Seems like you're saying "a calculator makes fewer mistakes than an accountant", which is true, but I still pay an accountant to do my taxes, and not a calculator.
I was obviously responding to your "SV companies have been doing that forever". You have introduced the general topic.
I don't see how CPU bugs have anything to do with subsidizing a product to capture market share, can you elaborate?
Certainly!
Thinking ...
- The user is asking about the connection between CPU bugs and price dumping in order to capture market share.
- The user appears to miss the original thread starter that mentions cutting corners in models after the subsidy phase is over.
- The mention of CPUs, AirBnB and Uber appear to be examples where certain quality standards were usually kept even after the subsidy phase.
Generating response ...
if you don't want hallucinations:
- set temp to 0
- be more specific
But I'd argue that if your LLM isn't hallucinating, then it's useless
How would setting temp to 0 preclude hallucinations?
It wouldn’t
The Chinese open source models don't have this problem -- and they're state of the art!
Not saying that you are completely wrong, but you could try to rephrase this to make a better conversation.
I agree that many new model versions are worse than the previous. But it is also related to base rules of the model - they try to please you and manipulate you to like them, way too much.
If any open AI devs reading this comment section: is it possible for us to get api access at runable.com ?
Looks like a leak: https://platform.openai.com/docs/models does not list it, and codex-mini-latest says that it's based on 4o. I wonder if it will be faster than codex; gpt-5-nano and -mini are still very slow for me on API, surprisingly so.
They announced it on Twitter yesterday: https://x.com/OpenAIDevs/status/1986861734619947305 and https://x.com/OpenAIDevs/status/1986861736041853368
> GPT-5-Codex-Mini allows roughly 4x more usage than GPT-5-Codex, at a slight capability tradeoff due to the more compact model.

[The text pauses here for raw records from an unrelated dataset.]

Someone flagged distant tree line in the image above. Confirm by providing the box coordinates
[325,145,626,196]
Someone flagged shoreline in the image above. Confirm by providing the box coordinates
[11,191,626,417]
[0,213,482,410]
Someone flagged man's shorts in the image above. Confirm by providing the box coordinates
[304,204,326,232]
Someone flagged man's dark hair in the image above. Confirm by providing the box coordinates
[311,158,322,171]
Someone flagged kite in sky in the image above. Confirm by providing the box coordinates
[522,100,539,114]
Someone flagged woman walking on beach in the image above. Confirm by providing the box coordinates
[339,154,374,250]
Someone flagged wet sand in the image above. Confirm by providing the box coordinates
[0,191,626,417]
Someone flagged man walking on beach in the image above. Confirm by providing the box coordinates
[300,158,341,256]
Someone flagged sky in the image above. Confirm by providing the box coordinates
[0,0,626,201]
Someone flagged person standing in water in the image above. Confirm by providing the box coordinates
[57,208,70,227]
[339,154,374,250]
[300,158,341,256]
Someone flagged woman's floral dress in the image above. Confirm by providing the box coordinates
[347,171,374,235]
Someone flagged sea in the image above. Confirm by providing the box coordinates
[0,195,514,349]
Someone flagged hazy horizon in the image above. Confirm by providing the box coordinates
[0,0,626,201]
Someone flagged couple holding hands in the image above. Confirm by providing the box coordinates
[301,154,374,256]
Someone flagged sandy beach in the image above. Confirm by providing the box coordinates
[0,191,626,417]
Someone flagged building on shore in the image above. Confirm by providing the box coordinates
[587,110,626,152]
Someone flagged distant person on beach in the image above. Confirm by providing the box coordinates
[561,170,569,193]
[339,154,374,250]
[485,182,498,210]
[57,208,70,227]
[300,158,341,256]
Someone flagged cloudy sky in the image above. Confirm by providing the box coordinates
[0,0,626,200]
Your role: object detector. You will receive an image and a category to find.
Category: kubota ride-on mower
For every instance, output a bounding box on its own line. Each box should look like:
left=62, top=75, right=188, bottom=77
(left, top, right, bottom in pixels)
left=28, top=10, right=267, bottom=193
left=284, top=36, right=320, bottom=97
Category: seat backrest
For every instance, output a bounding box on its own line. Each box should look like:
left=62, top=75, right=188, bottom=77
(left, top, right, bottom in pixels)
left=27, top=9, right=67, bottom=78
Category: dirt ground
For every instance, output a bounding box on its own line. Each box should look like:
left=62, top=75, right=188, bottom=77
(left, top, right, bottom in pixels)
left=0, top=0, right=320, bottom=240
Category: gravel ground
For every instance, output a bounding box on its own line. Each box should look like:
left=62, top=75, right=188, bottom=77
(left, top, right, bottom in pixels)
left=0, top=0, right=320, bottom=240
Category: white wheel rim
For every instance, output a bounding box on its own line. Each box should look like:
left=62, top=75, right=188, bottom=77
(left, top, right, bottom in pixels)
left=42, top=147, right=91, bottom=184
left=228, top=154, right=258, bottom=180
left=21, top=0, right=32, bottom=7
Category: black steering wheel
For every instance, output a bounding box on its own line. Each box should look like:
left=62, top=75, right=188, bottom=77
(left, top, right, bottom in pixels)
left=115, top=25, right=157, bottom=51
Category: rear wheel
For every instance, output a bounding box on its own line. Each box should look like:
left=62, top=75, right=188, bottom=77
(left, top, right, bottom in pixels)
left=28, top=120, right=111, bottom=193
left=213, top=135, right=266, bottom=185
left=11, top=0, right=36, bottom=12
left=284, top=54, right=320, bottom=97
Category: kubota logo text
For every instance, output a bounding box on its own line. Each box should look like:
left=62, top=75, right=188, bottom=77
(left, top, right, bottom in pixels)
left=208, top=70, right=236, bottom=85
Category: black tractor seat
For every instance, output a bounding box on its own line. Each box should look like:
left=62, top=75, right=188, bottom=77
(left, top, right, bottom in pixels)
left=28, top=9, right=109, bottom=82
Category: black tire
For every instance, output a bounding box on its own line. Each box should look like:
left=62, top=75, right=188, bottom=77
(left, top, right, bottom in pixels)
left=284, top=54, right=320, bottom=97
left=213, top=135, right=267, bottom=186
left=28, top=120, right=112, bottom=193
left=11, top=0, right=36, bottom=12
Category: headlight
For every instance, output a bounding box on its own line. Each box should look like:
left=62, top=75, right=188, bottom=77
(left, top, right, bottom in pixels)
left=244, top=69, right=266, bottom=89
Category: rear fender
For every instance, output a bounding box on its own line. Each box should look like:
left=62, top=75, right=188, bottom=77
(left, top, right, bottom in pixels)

> Available in the CLI and IDE extension when you sign in with ChatGPT, with API support coming soon.
I noticed the same thing with -mini. It can be even slower than the full fat version. I'm guessing their infra for it is very cost-optimized to help them offer it at such a low price
They also just announced that they’re giving Pro tier prioritized access to Codex models. Are you on Pro? If not you might be getting deprioritized.